The phenomenon is real. It happens nearly every time I engage in long, sustained, exercise. It doesn’t have to be in the gym, either. Sometimes it happens while I’m running on the track. Sometimes it happens while I’m cycling on my favorite bike path. Hell, I’ve conjured up so many stories during exercise that the resulting backlog actually frustrates me. I’ll never be able to write them all—not anytime soon, at least. And even though I’m used to this spontaneous divine influx now, it still astounds me when I reflect on it.

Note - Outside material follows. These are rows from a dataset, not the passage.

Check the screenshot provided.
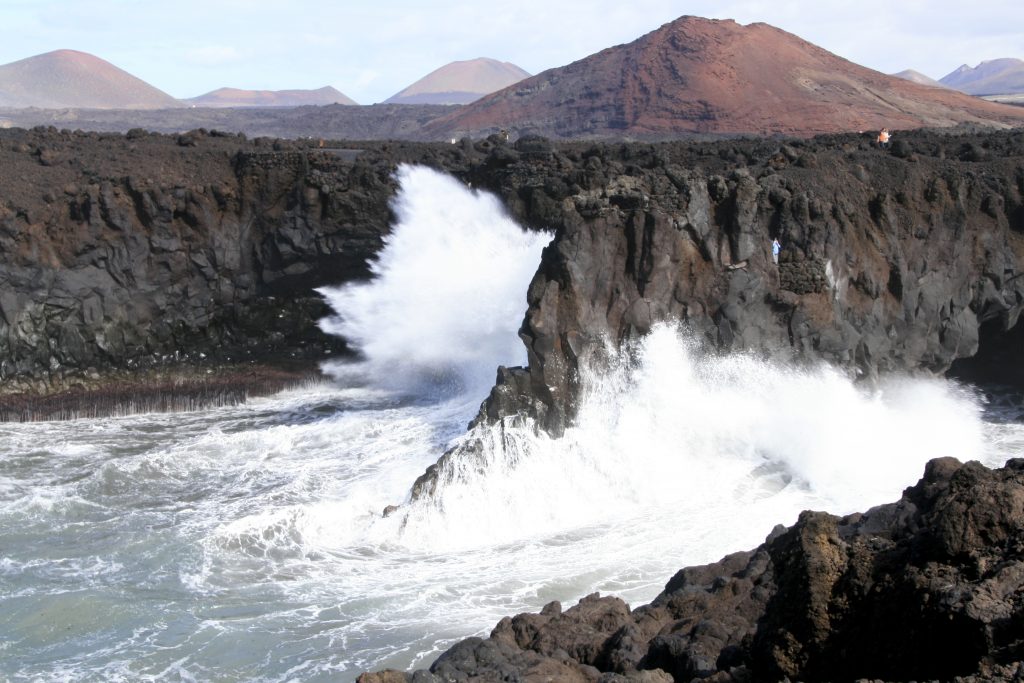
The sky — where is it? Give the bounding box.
[0,0,1024,104]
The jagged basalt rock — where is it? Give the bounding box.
[0,128,479,417]
[359,458,1024,683]
[462,131,1024,434]
[6,128,1024,421]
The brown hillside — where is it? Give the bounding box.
[428,16,1024,138]
[385,57,529,104]
[0,50,181,110]
[185,86,355,106]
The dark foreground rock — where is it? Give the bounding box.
[358,459,1024,683]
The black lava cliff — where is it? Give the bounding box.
[359,459,1024,683]
[468,132,1024,433]
[0,128,1024,417]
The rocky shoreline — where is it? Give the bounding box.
[0,128,1024,419]
[358,458,1024,683]
[6,129,1024,682]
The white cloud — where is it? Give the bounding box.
[185,45,242,67]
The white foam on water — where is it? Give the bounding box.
[0,168,1024,681]
[321,166,551,395]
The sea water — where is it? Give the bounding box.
[0,167,1024,681]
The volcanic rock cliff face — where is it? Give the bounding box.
[0,129,1024,419]
[359,459,1024,683]
[466,132,1024,433]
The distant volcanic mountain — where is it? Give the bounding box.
[0,50,182,110]
[939,57,1024,95]
[385,57,529,104]
[184,86,355,106]
[892,69,947,88]
[426,16,1024,139]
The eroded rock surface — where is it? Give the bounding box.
[359,458,1024,683]
[0,128,1024,421]
[472,132,1024,433]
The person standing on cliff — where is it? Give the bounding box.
[879,128,889,150]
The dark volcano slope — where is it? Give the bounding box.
[358,458,1024,683]
[0,128,1024,417]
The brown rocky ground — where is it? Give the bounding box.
[358,458,1024,683]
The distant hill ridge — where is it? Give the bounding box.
[0,50,183,110]
[385,57,529,104]
[185,86,356,106]
[892,69,948,88]
[426,16,1024,138]
[939,57,1024,95]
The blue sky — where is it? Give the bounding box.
[0,0,1024,103]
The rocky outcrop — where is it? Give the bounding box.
[6,129,1024,419]
[0,129,475,405]
[424,16,1024,140]
[359,459,1024,683]
[475,127,1024,433]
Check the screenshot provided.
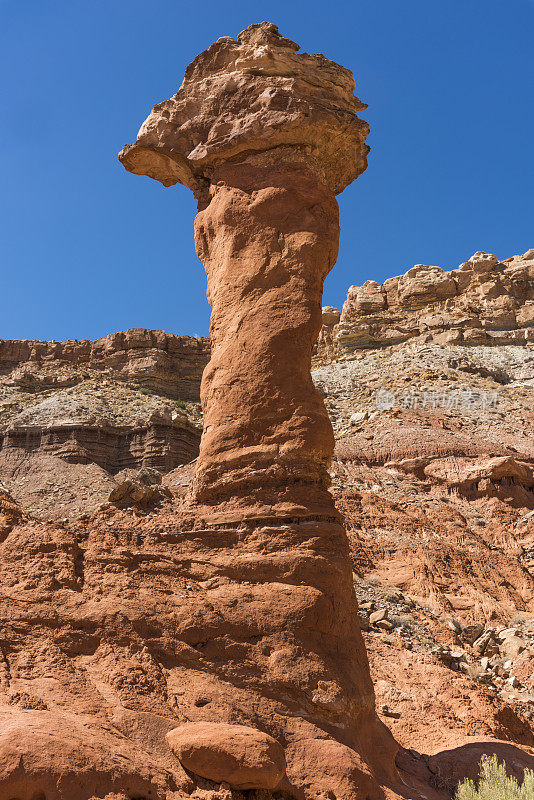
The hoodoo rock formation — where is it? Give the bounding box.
[120,23,410,800]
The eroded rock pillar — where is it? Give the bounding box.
[120,23,408,800]
[191,151,339,518]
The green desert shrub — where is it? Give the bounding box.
[456,755,534,800]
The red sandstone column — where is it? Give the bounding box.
[192,156,339,518]
[120,23,406,800]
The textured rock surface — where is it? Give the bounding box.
[120,17,420,800]
[167,722,286,789]
[0,18,534,800]
[0,329,204,519]
[318,249,534,358]
[0,328,210,401]
[120,22,369,194]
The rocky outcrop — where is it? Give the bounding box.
[0,328,210,400]
[0,342,200,519]
[318,249,534,359]
[116,17,422,800]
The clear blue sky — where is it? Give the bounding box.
[0,0,534,340]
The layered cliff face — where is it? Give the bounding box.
[319,245,534,357]
[0,329,205,519]
[0,328,210,401]
[0,23,534,800]
[313,244,534,636]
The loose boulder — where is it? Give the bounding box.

What is responsible for this? Why do I have SO. MUCH. WIN. when I’m working out, and a healthy dose of writer’s block when I’m not?

I decided to investiGoogle. And guess what? My findings support my experiences.

As it turns out, there is a blooming cache of scientific evidence that we (human desk monkeys) think, learn, and create better when we’re bustin some hump. There are some obvious reasons for this.

For one, blood pressure and blood flow increase throughout the entire body as we exercise. That includes your squiggly pink skull-meat (or brain, if you’re not into making things sound nasty). With greater blood flow comes more energy and oxygen. More energy and oxygen translates to greater performance. And last I checked, greater performance is a highly desirable thing.

Let’s go a step deeper. There’s this dealy in your brain called a hippocampus. No, it’s not where hippos go for college degrees. In nerdlinger, science-y talk, the hippocampus is a component of the limbic system located in the medial temporal lobe of mammalian brains. It plays important roles in the consolidation of information from short-term memory to long-term memory and spatial navigation. In uncouth real-world talk, the hippocampus is a sort of wormy little flesh pod that looks like a wayward seahorse has burrowed into your head and said “Screw it, I ain’t leavin.” The important thing here is that this little seahorse is critical for learning and memory. When we work up a sexy sheen of sweat, the neurons in the hippocampus start popping off like firecrackers, and our cognitive functions take off on a flying carpet ride of creativity. Not only that, but according to Scientific American:

“Other recent work indicates that aerobic exercise can actually reverse hippocampal shrinkage, which occurs naturally with age, and consequently boost memory in older adults. Yet another study found that students who exercise perform better on tests than their less athletic peers.”

There’s no mystery then that my sustained cardiovascular workouts have led me to magical, writer’s-block-busting plot-storming sessions. The science supports the magic. And ya know, working out is just plain good for you. Sitting isn’t. There’s nothing groundbreaking or magical about that. We need exercise in our lives—it’s how we were built.

So whether you’re a writer or just a poor sap stuck in some kind of mental rut, get your butt on a bike seat. Or a stairmaster. Or a treadmill. Or a track. Eliminate all distractions. Just work, breathe, and sweat, and let your blood-engorged seahorse-infested brain do the rest. And don’t forget to have that notepad app handy!